Ranitidine is an H2 or histamine blocker medication that decreases stomach acid. It is used to treat gastroesophageal reflux disease (GERD), acid indigestion, and ulcers; to repair stomach damage secondary to nonsteroidal anti-inflammatory drug (NSAID) use; and to control overproduction of gastric acid that occurs during Zollinger-Ellison syndrome. Ranitidine is available in a lower dose over-the-counter variety in addition to its prescription form. If a patient has demonstrated an allergy to another histamine blocker, such as cimetidine or famotidine, he will likely also exhibit a ranitidine allergy. It is important to distinguish between an actual allergy and side effects, common conditions and drug interactions that occur with this medication.
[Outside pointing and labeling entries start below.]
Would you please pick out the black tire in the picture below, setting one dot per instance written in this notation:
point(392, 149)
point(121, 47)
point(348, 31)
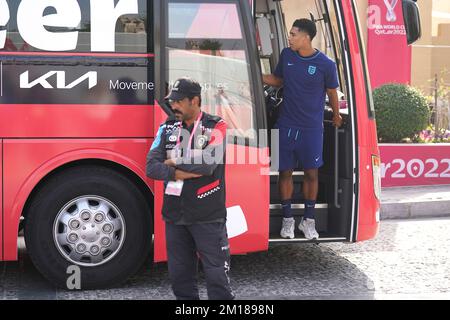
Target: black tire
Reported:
point(78, 182)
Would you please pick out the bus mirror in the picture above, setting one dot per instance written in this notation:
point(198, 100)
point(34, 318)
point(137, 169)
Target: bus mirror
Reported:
point(411, 17)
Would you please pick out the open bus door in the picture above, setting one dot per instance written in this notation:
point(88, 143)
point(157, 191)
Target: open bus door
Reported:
point(213, 43)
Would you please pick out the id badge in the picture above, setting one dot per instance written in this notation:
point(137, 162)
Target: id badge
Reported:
point(174, 188)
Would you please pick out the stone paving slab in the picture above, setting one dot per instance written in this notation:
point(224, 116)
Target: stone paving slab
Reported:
point(415, 202)
point(408, 259)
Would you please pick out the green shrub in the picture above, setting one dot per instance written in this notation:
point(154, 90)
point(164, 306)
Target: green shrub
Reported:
point(401, 112)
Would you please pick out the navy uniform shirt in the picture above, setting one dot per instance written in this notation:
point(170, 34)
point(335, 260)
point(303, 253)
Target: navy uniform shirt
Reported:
point(306, 80)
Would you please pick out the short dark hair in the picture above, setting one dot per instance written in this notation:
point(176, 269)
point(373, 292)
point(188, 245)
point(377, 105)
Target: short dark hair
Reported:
point(306, 25)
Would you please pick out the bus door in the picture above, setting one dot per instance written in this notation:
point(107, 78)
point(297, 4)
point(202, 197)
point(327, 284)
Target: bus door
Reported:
point(213, 43)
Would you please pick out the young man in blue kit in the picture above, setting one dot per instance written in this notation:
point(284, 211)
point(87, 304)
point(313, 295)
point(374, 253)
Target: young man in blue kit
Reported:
point(307, 75)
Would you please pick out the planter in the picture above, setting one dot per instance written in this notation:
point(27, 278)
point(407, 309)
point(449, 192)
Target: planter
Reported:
point(414, 164)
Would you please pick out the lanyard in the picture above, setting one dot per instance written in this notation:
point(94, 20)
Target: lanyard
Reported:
point(197, 122)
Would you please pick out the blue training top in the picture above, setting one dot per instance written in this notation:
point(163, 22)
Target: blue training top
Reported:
point(306, 80)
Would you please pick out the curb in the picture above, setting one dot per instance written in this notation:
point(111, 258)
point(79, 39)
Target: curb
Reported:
point(415, 202)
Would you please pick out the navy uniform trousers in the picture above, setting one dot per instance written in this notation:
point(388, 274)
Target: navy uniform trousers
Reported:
point(186, 244)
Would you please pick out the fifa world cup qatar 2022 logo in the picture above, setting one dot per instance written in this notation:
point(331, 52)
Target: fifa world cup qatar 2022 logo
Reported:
point(390, 5)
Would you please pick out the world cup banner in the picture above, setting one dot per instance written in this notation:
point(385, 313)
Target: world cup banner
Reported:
point(404, 165)
point(388, 55)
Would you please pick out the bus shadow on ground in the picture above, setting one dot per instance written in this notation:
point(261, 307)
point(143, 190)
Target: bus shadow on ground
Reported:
point(294, 271)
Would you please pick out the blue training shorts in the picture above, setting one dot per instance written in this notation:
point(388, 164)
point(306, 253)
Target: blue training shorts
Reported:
point(300, 148)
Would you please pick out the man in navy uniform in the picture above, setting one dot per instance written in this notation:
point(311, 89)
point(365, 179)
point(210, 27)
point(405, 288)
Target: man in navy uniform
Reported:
point(307, 76)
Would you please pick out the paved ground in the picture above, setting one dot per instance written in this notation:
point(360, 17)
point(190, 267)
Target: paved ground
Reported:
point(408, 259)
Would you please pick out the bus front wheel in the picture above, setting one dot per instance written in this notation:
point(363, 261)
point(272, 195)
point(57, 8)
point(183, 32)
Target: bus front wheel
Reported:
point(88, 222)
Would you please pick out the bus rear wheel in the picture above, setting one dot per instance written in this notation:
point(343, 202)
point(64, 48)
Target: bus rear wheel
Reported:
point(91, 218)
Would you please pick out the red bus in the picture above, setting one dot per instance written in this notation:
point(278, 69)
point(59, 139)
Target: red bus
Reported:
point(82, 87)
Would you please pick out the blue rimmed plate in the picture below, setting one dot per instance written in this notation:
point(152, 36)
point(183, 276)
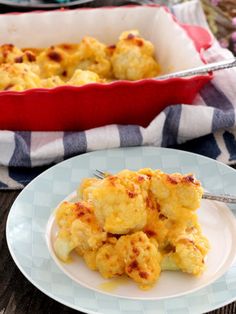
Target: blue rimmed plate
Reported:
point(29, 215)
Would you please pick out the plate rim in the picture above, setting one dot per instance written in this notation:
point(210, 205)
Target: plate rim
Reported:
point(209, 306)
point(229, 261)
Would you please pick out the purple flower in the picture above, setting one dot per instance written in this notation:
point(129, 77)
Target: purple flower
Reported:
point(234, 21)
point(224, 43)
point(233, 37)
point(215, 2)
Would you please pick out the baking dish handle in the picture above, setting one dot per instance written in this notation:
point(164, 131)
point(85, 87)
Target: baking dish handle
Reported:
point(200, 36)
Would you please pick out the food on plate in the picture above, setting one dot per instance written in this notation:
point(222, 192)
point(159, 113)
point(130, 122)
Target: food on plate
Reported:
point(136, 223)
point(90, 61)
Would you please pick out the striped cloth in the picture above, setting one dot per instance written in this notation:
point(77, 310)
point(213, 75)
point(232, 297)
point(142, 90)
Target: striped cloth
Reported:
point(208, 128)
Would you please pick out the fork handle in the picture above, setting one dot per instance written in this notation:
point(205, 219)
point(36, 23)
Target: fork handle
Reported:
point(226, 198)
point(225, 64)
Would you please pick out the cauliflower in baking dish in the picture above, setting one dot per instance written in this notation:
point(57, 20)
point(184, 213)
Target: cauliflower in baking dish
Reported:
point(133, 58)
point(137, 223)
point(18, 76)
point(88, 61)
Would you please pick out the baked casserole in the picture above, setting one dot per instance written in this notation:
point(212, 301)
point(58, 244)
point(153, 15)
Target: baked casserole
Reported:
point(137, 223)
point(90, 61)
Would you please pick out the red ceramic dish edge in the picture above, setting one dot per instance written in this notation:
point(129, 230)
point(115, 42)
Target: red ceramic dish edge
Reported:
point(37, 109)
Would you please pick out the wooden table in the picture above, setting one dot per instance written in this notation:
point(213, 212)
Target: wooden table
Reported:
point(17, 294)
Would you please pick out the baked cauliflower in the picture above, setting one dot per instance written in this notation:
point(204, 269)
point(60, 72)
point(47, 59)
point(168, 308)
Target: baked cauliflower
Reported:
point(135, 223)
point(133, 58)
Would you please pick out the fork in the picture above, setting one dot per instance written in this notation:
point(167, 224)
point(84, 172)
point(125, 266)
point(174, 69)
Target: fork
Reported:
point(225, 198)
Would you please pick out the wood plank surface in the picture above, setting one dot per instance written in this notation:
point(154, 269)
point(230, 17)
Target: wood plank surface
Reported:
point(17, 294)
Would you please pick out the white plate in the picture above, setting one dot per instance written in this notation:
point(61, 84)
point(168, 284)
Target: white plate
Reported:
point(213, 216)
point(29, 215)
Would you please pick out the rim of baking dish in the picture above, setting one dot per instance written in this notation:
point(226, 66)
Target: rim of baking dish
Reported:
point(153, 80)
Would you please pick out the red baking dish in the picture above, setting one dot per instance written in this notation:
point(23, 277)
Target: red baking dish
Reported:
point(71, 108)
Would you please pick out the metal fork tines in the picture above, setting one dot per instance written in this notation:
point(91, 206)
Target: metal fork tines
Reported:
point(225, 198)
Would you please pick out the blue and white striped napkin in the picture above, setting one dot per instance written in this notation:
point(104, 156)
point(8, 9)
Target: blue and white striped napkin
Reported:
point(208, 128)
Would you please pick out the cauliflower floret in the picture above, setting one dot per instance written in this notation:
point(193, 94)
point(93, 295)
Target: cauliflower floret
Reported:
point(133, 58)
point(179, 196)
point(78, 229)
point(109, 262)
point(51, 82)
point(190, 249)
point(119, 203)
point(18, 76)
point(93, 56)
point(81, 77)
point(141, 257)
point(53, 62)
point(10, 54)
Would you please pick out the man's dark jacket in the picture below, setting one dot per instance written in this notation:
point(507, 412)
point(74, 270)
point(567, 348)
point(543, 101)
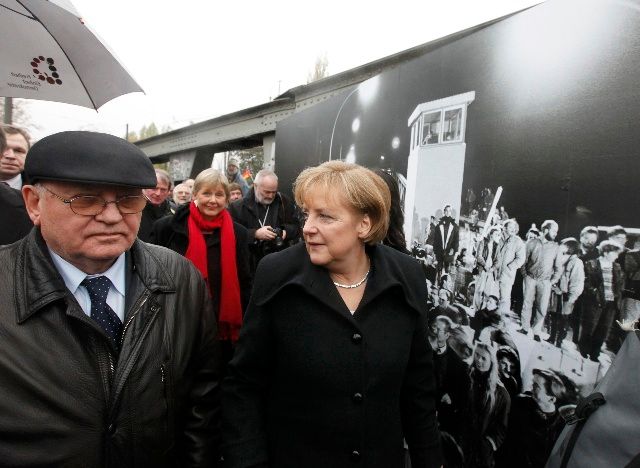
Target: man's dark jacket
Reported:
point(150, 215)
point(245, 212)
point(68, 399)
point(14, 220)
point(313, 386)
Signs of a ranitidine allergy that represent an emergency include swelling of the face, tongue and airway, hives, problems breathing, and dizziness. This type of allergy will usually make itself known soon after administration. As mentioned above, a known allergy to other histamine blockers will also predispose a patient to a ranitidine allergy. Unlike signs of an allergy, potential side effects are more likely to occur after therapy has commenced.
Use of ranitidine predisposes a patient to developing pneumonia, although this is not a sign of ranitidine allergy. A patient's chances of developing this respiratory infection also depend upon the strength of his overall immune system, any preexisting or current respiratory diseases he may have, and whether or not he smokes tobacco or is exposed to secondhand smoke. Symptoms of pneumonia include difficulty breathing or taking a deep breath, fever, frequent coughing and yellow or green-colored sputum. Immediate medical attention should be sought if any of these symptoms develop.
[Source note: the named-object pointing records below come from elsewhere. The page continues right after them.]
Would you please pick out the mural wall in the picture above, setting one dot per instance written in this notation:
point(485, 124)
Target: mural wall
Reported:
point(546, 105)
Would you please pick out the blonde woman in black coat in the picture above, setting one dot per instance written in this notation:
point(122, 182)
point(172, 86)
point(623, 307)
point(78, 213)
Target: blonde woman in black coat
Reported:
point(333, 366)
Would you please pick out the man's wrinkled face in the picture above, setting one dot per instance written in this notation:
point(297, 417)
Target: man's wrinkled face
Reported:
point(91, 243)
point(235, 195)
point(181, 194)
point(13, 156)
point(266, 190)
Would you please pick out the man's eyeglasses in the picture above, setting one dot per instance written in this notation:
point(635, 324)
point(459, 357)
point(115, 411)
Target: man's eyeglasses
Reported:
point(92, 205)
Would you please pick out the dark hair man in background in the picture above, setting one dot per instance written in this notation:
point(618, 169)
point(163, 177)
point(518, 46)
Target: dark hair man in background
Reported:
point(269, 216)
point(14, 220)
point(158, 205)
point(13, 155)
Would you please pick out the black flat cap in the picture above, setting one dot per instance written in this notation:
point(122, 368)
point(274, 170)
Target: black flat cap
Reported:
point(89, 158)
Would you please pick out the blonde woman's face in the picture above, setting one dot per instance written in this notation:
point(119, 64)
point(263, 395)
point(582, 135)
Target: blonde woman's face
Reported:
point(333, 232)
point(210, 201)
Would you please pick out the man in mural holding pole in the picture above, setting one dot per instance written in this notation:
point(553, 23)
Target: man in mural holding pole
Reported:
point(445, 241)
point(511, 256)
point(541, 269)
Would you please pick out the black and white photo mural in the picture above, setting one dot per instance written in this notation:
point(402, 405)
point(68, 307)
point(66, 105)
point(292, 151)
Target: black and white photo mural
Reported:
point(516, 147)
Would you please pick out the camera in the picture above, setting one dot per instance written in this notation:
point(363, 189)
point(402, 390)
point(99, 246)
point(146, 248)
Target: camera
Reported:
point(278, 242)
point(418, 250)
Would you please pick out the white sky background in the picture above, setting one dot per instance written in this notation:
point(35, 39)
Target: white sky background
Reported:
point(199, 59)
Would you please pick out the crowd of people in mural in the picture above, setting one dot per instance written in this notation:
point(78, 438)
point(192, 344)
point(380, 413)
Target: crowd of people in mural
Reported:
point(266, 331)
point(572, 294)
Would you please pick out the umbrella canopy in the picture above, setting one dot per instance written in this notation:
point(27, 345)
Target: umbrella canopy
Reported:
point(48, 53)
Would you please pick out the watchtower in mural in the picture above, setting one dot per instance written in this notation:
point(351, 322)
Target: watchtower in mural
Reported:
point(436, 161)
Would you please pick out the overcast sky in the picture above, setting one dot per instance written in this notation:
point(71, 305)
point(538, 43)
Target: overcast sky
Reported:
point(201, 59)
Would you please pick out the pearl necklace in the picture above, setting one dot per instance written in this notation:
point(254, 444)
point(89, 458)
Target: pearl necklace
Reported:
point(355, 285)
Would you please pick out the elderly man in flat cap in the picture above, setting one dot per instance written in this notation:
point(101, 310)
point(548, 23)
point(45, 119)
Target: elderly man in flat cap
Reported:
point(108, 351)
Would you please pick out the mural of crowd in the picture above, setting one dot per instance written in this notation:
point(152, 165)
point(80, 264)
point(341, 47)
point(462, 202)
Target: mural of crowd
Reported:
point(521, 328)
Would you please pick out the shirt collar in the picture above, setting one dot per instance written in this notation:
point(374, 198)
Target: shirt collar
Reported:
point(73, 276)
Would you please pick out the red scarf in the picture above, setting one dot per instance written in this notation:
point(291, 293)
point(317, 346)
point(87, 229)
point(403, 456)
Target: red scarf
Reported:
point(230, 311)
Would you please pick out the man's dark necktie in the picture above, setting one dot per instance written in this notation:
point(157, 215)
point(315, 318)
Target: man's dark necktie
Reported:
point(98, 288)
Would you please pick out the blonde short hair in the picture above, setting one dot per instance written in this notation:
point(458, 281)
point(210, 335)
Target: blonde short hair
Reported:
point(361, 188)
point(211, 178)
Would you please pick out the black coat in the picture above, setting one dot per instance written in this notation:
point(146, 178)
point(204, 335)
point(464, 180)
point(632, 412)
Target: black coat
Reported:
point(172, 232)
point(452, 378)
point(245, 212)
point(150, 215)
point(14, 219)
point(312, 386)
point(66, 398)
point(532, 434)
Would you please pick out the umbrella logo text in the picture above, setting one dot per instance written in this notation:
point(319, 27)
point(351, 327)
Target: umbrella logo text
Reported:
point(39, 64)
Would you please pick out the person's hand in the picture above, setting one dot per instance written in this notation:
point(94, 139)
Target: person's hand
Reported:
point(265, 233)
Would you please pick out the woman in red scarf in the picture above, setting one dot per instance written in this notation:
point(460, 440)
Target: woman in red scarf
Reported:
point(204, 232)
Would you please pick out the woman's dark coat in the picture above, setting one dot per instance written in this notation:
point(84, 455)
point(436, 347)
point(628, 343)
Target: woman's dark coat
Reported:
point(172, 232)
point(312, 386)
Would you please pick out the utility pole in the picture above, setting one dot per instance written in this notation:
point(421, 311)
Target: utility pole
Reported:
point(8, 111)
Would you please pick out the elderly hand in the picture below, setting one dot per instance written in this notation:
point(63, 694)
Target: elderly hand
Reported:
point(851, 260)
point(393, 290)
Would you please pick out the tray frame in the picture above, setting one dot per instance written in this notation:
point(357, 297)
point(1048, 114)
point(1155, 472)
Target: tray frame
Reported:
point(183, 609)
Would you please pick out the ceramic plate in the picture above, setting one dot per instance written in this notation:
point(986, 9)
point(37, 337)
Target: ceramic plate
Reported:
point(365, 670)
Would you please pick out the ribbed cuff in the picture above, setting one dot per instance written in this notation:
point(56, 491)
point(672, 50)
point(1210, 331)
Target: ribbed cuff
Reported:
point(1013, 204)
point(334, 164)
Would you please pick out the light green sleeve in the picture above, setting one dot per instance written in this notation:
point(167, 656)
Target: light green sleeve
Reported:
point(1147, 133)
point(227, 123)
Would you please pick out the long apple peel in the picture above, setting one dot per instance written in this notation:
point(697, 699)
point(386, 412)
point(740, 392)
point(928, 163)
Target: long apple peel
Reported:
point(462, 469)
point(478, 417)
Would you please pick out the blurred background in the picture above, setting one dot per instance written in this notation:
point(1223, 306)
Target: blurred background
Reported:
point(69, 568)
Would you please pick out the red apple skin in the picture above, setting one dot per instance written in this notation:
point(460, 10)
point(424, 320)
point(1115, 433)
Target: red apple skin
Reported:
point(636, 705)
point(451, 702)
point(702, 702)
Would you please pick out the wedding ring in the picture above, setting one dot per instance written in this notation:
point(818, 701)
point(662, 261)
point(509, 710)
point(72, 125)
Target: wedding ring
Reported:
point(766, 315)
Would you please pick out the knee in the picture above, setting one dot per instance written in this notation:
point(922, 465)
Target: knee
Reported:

Liver damage is also not a ranitidine allergy but a possible and serious side effect of this drug. Symptoms include jaundice in the eyes and skin, abnormal bleeding or unexplained bruising. Other serious side effects that require immediate medical attention include an irregular heartbeat, breast enlargement in men or women and dark or concentrated urine. Changes in the patient's mood, orientation or vision are also cause for a medical evaluation.
Ranitidine is used by some patients to treat heartburn. Some of the symptoms of a heart attack are very similar to bad heartburn event. Patients are advised to seek medical attention if their "heartburn" symptoms are accompanied by sweating, radiation of the pain up into the jaw or down into the left shoulder, dizziness or difficulty breathing.
Substances that interact with ranitidine include alcohol, which may lessen or prevent the medication's healing effect on the stomach lining. Ranitidine also interacts with procainamide and propantheline. As this medication causes decreased stomach acidity, a variety of drugs including warfarin, lithium, glipizide and triazolam may be differently absorbed and require dosage readjustments. Patients are also advised to double-check the ingredients listing on other over-the-counter medications they may use in order to avoid inadvertently double dosing themselves.